The interesting paper by Sheikh et al6 in this issue of Heart compares the clinical presentation of HCM in 163 African/Afro-Caribbean patients (mean age 52 years) and 262 Caucasian patients (mean age 53 years), a welcome article on a seldom addressed issue. In this study, systemic arterial hypertension was twice as common in black compared with white patients (almost 60% vs about 30%). This high incidence of hypertension, a well-known clinical feature and major health problem in black communities,7 can make the diagnosis of HCM more difficult in black patients suspected of being affected, as the increase in left ventricular (LV) wall thickness due to HCM may be erroneously ascribed to systemic hypertension. This difficulty is augmented by the substantially higher LV mass and relative wall thickness in black compared with white patients with similar degrees of arterial hypertension, a well-documented clinical feature.8

In the study by Sheikh et al,6 findings on the phenotypic presentation of HCM were mainly based on echocardiographic measurements, as cardiac magnetic resonance was performed in a relatively small number of patients. At echocardiographic evaluation, mean LV maximal wall thickness, LV cavity dimension and left atrial dimension did not differ in blacks and whites. However, about 30% of black patients showed either apical or concentric LV hypertrophy compared with about 10% of white patients. A higher prevalence of apical hypertrophy in blacks compared with whites with HCM has also been reported in a smaller cohort of African-Americans by Sorensen et al.4 Such morphologic expressions of HCM, associated with a more frequent history of arterial hypertension, make the HCM diagnosis much more challenging in the black community. Of note, LV outflow obstruction in resting conditions, a feature strongly in support of a diagnosis of HCM, was significantly less common in black compared with white patients, that is, 8% versus 21% (p<0.001), a result that would appear to confirm recent observations.4 This finding could raise the doubt that HCM may have been overdiagnosed in some black patients with secondary LV hypertrophy included in the study, despite the rigorous additional clinical features used by Sheikh et al6 to support the diagnosis of HCM in uncertain cases. However, the possibility of an HCM misdiagnosis in some blacks, rather than casting doubt on the results of the study, further underscores the complexity of reaching a proper HCM diagnosis in black patients, as well as the need to know more about the clinical presentation and outcome of HCM in this large ethnic group.

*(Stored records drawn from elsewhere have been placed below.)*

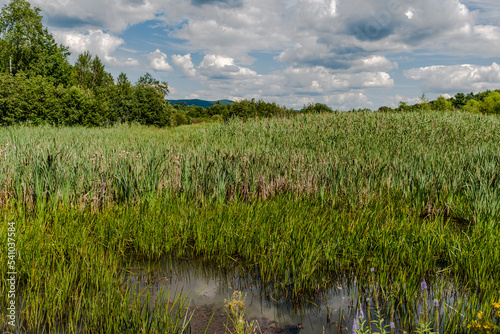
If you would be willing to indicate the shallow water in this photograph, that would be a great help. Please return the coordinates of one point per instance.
(208, 286)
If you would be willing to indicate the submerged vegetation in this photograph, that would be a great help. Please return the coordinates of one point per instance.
(298, 201)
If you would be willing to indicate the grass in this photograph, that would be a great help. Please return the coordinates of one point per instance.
(299, 201)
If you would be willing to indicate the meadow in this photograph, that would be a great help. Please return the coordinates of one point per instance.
(389, 199)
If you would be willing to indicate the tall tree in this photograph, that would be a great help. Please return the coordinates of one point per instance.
(25, 45)
(89, 72)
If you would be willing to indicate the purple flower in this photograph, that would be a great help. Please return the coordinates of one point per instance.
(355, 325)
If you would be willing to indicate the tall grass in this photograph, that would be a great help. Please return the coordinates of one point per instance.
(299, 201)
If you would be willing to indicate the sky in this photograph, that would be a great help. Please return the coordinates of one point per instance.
(344, 53)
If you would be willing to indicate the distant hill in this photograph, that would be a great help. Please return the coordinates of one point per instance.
(200, 103)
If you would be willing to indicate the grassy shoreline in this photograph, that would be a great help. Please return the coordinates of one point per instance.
(301, 199)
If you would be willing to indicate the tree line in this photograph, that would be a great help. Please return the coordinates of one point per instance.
(487, 102)
(38, 85)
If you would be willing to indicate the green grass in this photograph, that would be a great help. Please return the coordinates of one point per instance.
(300, 201)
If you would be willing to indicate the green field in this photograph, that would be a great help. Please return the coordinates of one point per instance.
(299, 201)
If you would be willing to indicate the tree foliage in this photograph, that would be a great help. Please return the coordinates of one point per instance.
(26, 46)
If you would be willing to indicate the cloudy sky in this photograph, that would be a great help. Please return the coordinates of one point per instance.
(345, 53)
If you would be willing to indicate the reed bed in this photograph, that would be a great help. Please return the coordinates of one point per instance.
(298, 200)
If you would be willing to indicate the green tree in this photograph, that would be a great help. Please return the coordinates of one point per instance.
(89, 72)
(491, 103)
(148, 80)
(26, 46)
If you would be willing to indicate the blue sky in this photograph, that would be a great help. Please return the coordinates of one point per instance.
(345, 53)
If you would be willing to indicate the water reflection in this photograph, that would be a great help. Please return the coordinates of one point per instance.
(209, 286)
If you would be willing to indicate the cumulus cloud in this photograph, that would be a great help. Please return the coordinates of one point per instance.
(219, 67)
(97, 43)
(158, 61)
(455, 78)
(185, 64)
(113, 15)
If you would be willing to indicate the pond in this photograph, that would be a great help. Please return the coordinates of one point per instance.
(209, 288)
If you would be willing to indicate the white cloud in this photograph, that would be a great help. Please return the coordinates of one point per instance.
(110, 15)
(455, 78)
(97, 43)
(219, 67)
(158, 61)
(185, 64)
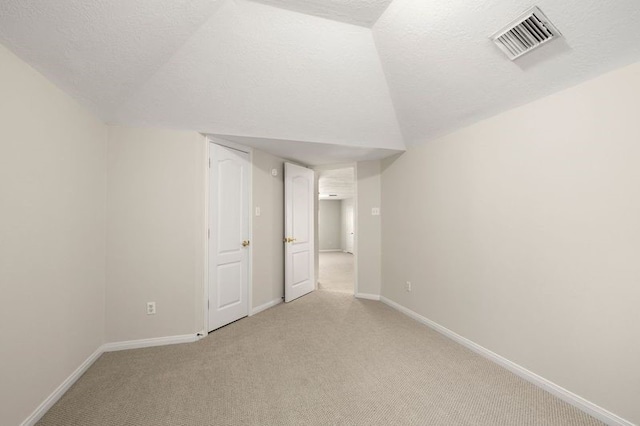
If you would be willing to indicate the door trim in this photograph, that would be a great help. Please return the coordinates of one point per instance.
(205, 302)
(355, 220)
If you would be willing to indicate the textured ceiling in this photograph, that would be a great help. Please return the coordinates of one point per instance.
(444, 73)
(99, 51)
(299, 84)
(338, 182)
(357, 12)
(259, 71)
(311, 153)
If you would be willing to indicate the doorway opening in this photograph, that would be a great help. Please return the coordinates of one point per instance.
(336, 229)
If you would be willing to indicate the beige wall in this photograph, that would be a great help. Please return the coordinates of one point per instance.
(368, 228)
(155, 243)
(522, 234)
(330, 224)
(52, 237)
(347, 203)
(268, 229)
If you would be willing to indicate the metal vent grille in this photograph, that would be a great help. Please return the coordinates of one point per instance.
(526, 33)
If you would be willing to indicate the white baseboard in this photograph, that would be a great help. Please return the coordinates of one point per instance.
(266, 306)
(60, 390)
(107, 347)
(554, 389)
(367, 296)
(147, 343)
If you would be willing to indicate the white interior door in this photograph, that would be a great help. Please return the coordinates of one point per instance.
(229, 235)
(349, 228)
(299, 229)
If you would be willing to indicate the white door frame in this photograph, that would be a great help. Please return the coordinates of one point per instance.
(354, 166)
(205, 303)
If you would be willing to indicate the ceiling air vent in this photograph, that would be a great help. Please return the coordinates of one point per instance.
(529, 31)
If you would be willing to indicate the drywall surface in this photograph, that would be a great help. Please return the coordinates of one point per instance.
(368, 232)
(52, 237)
(347, 203)
(268, 229)
(155, 243)
(330, 224)
(444, 72)
(100, 51)
(285, 76)
(521, 233)
(356, 12)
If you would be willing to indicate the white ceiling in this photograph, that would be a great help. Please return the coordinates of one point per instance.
(337, 182)
(310, 153)
(357, 12)
(444, 73)
(274, 76)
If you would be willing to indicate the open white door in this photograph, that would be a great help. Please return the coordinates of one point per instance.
(299, 259)
(229, 235)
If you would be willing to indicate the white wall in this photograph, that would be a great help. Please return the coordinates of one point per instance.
(521, 233)
(268, 229)
(155, 238)
(52, 237)
(330, 225)
(368, 231)
(347, 203)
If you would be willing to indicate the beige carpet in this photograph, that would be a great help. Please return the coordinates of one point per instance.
(336, 272)
(324, 359)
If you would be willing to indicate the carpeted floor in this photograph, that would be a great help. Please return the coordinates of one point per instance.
(336, 272)
(324, 359)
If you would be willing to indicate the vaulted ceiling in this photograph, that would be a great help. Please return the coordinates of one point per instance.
(372, 75)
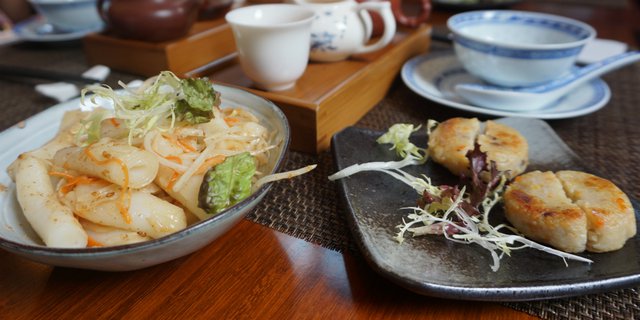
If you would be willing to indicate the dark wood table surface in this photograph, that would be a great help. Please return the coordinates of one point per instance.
(254, 271)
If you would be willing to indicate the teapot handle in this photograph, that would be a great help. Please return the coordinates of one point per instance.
(384, 9)
(100, 6)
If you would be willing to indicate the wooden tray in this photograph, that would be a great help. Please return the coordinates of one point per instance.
(327, 98)
(331, 96)
(207, 41)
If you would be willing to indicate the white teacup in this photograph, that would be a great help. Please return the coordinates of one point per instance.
(273, 43)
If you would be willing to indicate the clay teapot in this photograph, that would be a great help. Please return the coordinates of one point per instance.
(149, 20)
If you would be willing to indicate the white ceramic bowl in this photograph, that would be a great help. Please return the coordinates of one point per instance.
(517, 48)
(17, 236)
(70, 15)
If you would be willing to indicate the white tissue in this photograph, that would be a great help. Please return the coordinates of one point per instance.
(63, 91)
(60, 91)
(97, 72)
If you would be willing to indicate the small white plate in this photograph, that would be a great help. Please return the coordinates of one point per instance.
(37, 29)
(434, 77)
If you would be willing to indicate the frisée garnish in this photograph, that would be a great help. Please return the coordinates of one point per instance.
(460, 213)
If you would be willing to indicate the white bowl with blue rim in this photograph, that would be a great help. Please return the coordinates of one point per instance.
(70, 15)
(517, 48)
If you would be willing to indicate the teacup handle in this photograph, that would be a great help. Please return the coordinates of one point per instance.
(103, 15)
(384, 9)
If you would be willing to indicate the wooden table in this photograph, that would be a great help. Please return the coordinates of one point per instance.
(254, 271)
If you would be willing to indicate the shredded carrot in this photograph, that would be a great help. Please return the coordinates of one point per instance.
(114, 122)
(173, 180)
(61, 174)
(93, 243)
(177, 142)
(185, 145)
(175, 159)
(213, 161)
(75, 181)
(125, 194)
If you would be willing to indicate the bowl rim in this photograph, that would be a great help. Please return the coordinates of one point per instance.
(59, 2)
(453, 24)
(197, 227)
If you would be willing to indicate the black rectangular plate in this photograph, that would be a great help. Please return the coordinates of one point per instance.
(434, 266)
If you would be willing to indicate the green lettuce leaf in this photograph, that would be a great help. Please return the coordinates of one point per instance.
(198, 100)
(227, 183)
(398, 136)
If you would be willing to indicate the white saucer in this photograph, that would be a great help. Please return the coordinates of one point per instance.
(37, 29)
(434, 77)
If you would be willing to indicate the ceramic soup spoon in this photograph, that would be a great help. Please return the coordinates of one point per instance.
(536, 97)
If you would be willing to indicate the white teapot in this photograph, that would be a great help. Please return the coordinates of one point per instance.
(341, 28)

There were no differences between the two study groups with regard to other important features of HCM, such as sudden death risk or genetic abnormalities. The overall sudden death risk profile, assessed either in terms of conventional risk factors or using the European Society of Cardiology risk stratification model, was similar in blacks and whites. About 50% of patients in the two groups underwent genetic screening. An HCM causing mutation was identified in about 55% of black and 50% of white patients, with a myosin-binding protein C gene mutation being identified in the majority of both groups (54% of blacks and 51% of whites). The study also addressed potential differences in the clinical course of HCM in black and white patients. Although no differences were identified in HCM-related deaths in the two study groups during follow-up, the number of events was too low to draw any important inference, with the exception of a possible role of systemic arterial hypertension in increasing the risk of overall cardiovascular events in both black and white patients with HCM.

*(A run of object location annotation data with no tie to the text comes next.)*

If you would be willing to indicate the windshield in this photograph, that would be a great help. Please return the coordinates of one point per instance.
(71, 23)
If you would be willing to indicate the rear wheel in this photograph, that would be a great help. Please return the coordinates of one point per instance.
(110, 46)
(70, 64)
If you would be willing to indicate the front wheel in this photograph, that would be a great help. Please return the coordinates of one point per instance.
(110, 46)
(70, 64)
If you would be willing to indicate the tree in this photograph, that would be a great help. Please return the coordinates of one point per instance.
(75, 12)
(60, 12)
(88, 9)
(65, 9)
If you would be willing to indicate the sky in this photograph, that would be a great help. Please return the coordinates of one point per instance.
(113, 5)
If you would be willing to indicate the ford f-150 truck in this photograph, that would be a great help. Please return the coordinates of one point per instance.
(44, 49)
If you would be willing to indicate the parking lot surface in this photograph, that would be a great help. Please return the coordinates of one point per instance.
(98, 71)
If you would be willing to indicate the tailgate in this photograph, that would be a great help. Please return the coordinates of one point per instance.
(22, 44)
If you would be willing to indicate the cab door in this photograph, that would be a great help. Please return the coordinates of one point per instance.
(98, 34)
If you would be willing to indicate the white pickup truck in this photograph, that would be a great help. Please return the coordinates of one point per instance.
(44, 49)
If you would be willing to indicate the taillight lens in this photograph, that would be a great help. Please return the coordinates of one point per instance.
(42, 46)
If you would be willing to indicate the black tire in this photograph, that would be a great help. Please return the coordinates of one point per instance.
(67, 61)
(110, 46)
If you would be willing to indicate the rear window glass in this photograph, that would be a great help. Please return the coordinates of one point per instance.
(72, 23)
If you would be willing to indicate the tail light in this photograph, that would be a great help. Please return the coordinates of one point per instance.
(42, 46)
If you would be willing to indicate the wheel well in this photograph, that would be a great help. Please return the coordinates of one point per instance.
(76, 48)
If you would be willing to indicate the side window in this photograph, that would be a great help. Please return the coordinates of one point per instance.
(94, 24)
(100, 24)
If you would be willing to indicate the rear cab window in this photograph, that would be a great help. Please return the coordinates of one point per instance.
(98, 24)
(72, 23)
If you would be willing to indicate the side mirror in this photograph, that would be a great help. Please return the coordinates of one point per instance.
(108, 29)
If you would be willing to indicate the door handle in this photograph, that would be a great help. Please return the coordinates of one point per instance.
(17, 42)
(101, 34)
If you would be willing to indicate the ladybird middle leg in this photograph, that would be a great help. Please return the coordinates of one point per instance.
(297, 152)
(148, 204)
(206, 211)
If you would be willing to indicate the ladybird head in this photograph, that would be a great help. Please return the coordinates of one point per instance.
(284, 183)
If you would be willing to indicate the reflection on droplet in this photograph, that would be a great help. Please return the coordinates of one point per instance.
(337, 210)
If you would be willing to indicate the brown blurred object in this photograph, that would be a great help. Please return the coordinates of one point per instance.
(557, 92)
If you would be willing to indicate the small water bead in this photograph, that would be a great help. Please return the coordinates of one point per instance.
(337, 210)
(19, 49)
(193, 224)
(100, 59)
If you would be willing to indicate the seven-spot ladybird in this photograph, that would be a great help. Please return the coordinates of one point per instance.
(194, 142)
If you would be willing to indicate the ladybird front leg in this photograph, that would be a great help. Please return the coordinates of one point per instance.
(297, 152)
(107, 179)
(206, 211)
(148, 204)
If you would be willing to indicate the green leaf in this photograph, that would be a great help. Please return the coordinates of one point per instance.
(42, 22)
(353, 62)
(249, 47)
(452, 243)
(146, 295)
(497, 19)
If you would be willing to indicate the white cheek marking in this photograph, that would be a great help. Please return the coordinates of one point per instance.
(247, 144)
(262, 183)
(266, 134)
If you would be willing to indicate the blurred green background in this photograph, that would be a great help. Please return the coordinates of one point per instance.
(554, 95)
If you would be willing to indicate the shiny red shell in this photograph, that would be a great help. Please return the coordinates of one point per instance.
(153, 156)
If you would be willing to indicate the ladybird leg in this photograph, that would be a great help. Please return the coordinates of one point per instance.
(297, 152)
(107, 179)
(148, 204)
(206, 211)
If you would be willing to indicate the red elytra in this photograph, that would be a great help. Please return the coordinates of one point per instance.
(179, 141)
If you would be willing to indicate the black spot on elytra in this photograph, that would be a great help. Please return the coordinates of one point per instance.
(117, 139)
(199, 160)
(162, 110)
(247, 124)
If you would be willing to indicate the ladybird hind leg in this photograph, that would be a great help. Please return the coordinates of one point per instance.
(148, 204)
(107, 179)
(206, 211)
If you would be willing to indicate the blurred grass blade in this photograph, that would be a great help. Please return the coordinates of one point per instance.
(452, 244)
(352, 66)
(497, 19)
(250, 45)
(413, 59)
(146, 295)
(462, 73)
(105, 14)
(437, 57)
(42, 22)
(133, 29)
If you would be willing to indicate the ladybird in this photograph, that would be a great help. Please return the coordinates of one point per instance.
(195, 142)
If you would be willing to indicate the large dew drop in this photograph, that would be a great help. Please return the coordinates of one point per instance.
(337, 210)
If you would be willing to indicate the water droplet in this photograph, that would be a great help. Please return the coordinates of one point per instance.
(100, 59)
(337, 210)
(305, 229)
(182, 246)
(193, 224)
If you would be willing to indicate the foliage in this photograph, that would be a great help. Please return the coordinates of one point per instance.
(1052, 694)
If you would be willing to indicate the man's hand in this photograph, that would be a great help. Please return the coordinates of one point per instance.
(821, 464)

In conclusion, as shown by Sheikh et al, apical or concentric LV hypertrophy is substantially more common in patients of African descent than Caucasian patients with HCM. This phenotypic expression may make the diagnosis of HCM a challenge in many black patients, particularly in view of the high prevalence of systemic arterial hypertension and secondary LV hypertrophy in this ethnic group. These important difficulties in the diagnosis of HCM in blacks, together with some alarming features of the clinical course of this disease, such as sudden cardiac death in the absence of previous symptoms, demonstrate the pressing need for further investigations that could guarantee a more accurate diagnosis and management of black patients who may be affected by HCM.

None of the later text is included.